Ipi mengungkapkan, KPK telah mengeluarkan tiga surat/surat edaran tentang penggunaan DTKS dan data non-DTKS dalam pemberian bansos kepada masyarakat, pengelolaan terkait penerimaan sumbangan pihak ketiga yang dikategorikan bukan gratifikasi, serta penggunaan anggaran pengadaan barang dan jasa dalam penanganan Covid-19. Ketiga surat edaran KPK tersebut diharapkan dapat menjadi panduan dan rambu-rambu dalam penanganan Covid-19.
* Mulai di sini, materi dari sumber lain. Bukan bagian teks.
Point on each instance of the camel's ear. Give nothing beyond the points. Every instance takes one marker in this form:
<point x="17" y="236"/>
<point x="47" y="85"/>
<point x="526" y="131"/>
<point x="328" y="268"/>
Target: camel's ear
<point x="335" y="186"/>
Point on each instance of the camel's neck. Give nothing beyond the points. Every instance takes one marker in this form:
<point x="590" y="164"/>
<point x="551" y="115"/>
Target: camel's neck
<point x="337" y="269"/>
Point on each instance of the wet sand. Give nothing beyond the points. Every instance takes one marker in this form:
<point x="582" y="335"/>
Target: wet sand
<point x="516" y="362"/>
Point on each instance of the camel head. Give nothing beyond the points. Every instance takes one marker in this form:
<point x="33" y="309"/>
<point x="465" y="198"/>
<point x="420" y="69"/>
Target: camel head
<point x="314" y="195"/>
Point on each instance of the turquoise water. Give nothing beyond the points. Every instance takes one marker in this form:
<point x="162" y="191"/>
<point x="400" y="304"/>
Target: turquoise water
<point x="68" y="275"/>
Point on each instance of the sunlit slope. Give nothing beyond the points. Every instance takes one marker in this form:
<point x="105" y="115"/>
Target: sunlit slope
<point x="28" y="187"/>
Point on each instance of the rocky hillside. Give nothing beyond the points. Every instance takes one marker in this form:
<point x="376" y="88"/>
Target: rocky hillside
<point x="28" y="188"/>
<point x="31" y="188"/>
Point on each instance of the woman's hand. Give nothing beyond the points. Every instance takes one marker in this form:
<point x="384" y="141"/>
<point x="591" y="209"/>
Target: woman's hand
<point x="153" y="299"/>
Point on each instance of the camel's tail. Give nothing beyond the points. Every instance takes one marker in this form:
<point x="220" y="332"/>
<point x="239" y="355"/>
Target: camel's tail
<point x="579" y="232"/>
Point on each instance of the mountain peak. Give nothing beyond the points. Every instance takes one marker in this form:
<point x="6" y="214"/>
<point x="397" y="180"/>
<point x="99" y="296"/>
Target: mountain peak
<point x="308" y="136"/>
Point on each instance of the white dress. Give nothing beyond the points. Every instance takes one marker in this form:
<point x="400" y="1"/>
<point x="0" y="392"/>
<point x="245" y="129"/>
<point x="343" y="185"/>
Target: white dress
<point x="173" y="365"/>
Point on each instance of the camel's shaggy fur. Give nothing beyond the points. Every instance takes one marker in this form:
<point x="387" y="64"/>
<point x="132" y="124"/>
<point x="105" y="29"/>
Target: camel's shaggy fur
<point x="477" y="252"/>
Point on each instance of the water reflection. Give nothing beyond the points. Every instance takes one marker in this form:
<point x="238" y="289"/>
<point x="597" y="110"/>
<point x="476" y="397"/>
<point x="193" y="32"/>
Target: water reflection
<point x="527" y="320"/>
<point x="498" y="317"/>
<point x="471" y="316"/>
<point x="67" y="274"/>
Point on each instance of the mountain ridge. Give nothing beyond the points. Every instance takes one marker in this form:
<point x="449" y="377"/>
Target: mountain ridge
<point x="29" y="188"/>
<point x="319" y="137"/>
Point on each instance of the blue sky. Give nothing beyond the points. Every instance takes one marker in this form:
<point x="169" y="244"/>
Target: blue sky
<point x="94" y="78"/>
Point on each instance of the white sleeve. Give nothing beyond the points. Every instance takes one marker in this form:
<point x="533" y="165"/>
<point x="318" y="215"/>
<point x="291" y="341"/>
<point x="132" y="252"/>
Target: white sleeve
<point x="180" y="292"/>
Ketua Pusat Kajian Anti Korupsi Universitas Gadjah Mada Oce Madril mengatakan, penyimpangan bansos sering terjadi dan yang paling rentan berada pada bagian hulu, seperti pendataan fiktif.
Pendataan yang tidak tepat sering terjadi dengan cara penambahan jumlah kebutuhan bansos yang tidak sesuai dengan realitas di lapangan. Alhasil, bisa terjadi kecurangan dan tidak tepat sasaran dalam penyampaian bansos.
”Kasus terburuk yang terjadi ialah jumlah bansos dipotong dan tidak diberikan kepada orang yang terdata. Bahkan, kami pernah menemukan kasus bansos dikumpulkan pada suatu tempat dan dijual kembali,” ujar Oce.
Untuk mencegah penyimpangan, perlu ada kolaborasi antara pemerintah pusat dan pemerintah daerah, termasuk dalam pendataan. Hal tersebut penting agar ada pengawasan di setiap titik penyimpangan.